Today’s topics include Microsoft shutting down Russian disinformation sites and launching free security services for U.S. political organizations, and Microsoft moving Bing to .NET Core 2.1 for enhanced performance.
Microsoft President Brad Smith announced Aug. 21 that Microsoft shut down six disinformation and spoofing internet domains operated by the Russian cyber-espionage group Strontium, also known as APT28 and Fancy Bear.
The six domains were attempts to spoof the Hudson Institute and the International Republican Institute, as well as several U.S. Senate web domains. While domains were aimed at Republicans, the group has also targeted Democrats, including the now well-known attack on the Democratic National Committee in 2016.

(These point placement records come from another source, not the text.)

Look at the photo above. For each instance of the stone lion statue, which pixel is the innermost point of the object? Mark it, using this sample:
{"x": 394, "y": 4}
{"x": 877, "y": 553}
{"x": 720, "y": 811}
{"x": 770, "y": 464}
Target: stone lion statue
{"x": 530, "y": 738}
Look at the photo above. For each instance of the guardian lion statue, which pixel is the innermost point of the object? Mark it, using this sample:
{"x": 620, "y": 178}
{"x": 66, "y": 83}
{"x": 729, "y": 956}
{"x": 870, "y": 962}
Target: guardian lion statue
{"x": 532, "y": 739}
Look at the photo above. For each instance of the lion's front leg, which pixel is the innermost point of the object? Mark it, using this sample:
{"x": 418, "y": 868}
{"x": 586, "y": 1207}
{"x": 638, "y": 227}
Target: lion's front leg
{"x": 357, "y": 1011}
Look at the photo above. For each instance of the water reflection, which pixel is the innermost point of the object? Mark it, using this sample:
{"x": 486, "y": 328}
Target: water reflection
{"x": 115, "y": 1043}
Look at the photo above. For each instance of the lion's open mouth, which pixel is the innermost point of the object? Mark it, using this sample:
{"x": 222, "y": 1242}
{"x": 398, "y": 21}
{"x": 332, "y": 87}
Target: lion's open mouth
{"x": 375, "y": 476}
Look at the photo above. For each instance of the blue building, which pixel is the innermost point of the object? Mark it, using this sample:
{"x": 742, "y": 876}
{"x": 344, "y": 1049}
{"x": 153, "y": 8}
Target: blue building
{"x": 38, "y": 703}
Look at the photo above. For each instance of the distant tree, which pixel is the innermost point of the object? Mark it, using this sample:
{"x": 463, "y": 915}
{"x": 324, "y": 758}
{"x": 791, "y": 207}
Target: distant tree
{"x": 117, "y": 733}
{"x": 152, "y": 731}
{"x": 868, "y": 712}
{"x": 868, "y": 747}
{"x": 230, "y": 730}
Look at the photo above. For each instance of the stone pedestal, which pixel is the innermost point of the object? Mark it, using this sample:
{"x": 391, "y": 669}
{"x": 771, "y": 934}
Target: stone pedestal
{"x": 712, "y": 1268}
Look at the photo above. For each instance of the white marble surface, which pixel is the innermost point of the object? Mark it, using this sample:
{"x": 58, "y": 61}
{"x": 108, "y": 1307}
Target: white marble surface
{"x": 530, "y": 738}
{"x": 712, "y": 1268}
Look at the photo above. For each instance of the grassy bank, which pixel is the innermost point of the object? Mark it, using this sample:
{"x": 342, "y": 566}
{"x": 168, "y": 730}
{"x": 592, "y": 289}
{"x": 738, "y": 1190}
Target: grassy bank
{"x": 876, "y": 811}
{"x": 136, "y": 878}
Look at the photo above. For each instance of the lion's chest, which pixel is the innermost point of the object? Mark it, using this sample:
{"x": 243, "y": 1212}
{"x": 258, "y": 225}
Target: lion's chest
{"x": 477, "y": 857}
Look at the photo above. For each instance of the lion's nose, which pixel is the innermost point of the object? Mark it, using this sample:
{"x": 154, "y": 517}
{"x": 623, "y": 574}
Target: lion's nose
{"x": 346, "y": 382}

According to Smith, these six shut-downs represent the 12th time Microsoft’s Digital Crimes Unit has done this in the past two years, shutting down a total of 84 fake websites associated with the Russian Strontium group.
The number and seriousness of such attacks have also prompted Microsoft to launch its new AccountGuard service, a suite of free security services for organizations involved in the U.S. political process.
Microsoft announced Aug. 20 that Bing.com will now run on .NET Core 2.1, which is an upgrade from the .NET Framework it ran on previously.
Bing.com engineer Mukul Sabharwal stated that “The main reasons driving Bing.com’s adoption of .NET Core are performance, support for side-by-side, and app-local installation independent of the machine-wide installation.”
Since the transition, latency within the Microsoft Bing internal production servers has dropped by 34 percent. The use of .NET Core 2.1 also now brings Brotli compression algorithm support to the .NET library ecosystem, which dynamically compresses content and delivers it to supporting browsers.
The Bing.com search engine runs on thousands of servers spanning many data centers across the globe, handling thousands of search queries from users every second around the world.